Ich musste unbedingt mehr über meine eigene Familiengeschichte herausfinden. Schnell packte ich meine Sachen zusammen und machte mich auf den Weg nach draußen. „Hey warte, ich wollte dich nicht verletzten!", rief mir Herr Tanner hinterher. Ich schüttelte den Kopf. „Alles gut. Es ist nur..ich muss das jetzt erstmal verarbeiten.".

Verständnisvoll nickte er. „Falls du Hilfe brauchst, weißt du wo du mich findest".

Dankend lächelte ich ihn an.

Die ganze Bahnfahrt grübelte ich über Nanas Nachricht nach. Doch je mehr ich über die Bedeutung der Worte nachdachte, desto weniger schlau wurde ich aus der Sache. Ich musste wohl warten, bis meine Mutter nach Hause kam.

Nach zwanzig Minuten stand ich vor unserer Haustür. Schnell kramte ich meinen Schlüssel aus meinem Rucksack und schloss auf. Noch war niemand Zuhause. Meine Eltern waren auf der Arbeit. Beide arbeiteten in einem Immobilienbüro.

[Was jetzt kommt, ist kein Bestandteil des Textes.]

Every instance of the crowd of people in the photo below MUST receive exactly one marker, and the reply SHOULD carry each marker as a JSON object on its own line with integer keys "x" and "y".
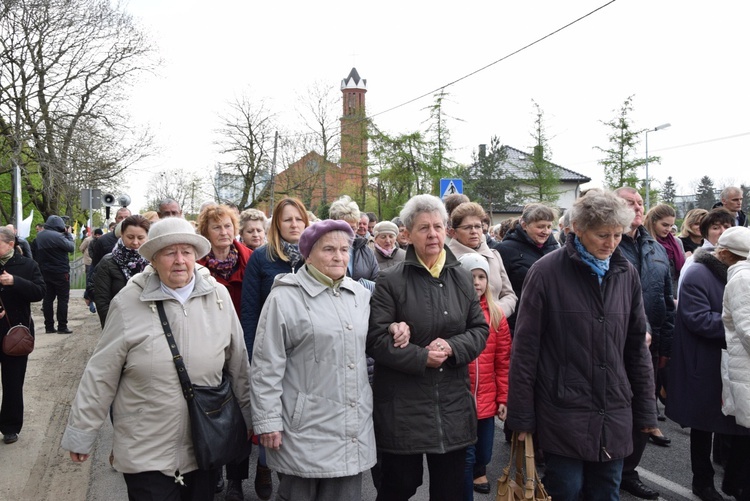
{"x": 356, "y": 345}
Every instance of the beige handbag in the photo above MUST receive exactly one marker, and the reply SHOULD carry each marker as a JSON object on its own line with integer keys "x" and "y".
{"x": 523, "y": 484}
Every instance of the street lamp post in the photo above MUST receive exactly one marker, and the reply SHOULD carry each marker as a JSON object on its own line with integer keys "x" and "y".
{"x": 648, "y": 189}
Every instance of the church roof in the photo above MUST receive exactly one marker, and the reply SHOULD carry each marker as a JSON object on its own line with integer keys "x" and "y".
{"x": 353, "y": 81}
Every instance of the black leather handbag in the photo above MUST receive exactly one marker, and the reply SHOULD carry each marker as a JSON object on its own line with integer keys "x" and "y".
{"x": 216, "y": 424}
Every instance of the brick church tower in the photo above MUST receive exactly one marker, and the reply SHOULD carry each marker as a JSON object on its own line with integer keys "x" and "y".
{"x": 354, "y": 135}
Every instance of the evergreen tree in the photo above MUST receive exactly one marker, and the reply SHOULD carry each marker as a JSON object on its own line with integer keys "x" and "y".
{"x": 668, "y": 192}
{"x": 620, "y": 163}
{"x": 540, "y": 177}
{"x": 439, "y": 140}
{"x": 705, "y": 197}
{"x": 488, "y": 182}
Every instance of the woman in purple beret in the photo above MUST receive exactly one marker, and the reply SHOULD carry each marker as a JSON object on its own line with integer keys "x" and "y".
{"x": 311, "y": 399}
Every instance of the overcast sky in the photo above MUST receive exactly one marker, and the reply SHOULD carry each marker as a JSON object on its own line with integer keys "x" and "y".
{"x": 685, "y": 63}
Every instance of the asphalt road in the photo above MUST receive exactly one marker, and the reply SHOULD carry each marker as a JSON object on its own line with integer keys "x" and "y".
{"x": 666, "y": 469}
{"x": 35, "y": 468}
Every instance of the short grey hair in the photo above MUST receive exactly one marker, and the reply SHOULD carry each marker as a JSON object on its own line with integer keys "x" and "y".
{"x": 344, "y": 209}
{"x": 538, "y": 212}
{"x": 252, "y": 215}
{"x": 600, "y": 208}
{"x": 419, "y": 204}
{"x": 337, "y": 233}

Ich betrat den dunklen Flur unseres Hauses. Alle Wände, bis auf ein paar, waren mit dunklem schickem Holz verkleidet. Im Kontrast dazu hatten wir im Wohnzimmer bodentiefe Fenster, die den Raum trotz des Holzes einen lichtdurchfluteten Eindruck verschafften.

Ich ging die Treppe hinauf in mein Zimmer. Von dort aus hatte ich den perfekten Blick auf den Wald, der einen Teil unseres Hauses umgab. Viele würden das vermutlich unglaublich gruselig finden, ich fand darin jedoch Entspannung. Ob lange Waldspaziergänge oder einfach nur die Aussicht genießen, mich beruhigte es.

Nachdem ich meine Zimmertür geschlossen hatte, warf ich meinen Rucksack auf mein Bett und setzte mich an meinem Schreibtisch. Mein Zimmer war weiß gestrichen und war somit der hellste Raum im ganzen Haus. Nun musste ich mehr über meine Urgroßmutter herausfinden. Ich klappte meinen Laptop auf und öffnete die Suchmaschine. Nachdem ich den Namen meiner Urgroßmutter erfolglos gegoogelt hatte, klappte ich ihn wieder zu. Das hatte keinen Sinn. Ich musste wohl warten, bis meine Mutter nach Hause kommen würde. Also ging ich in unser großes Wohnzimmer und beschäftigte mich stattdessen mit einer Hausaufgabe, einfach nur um mir etwas Ablenkung zu verschaffen.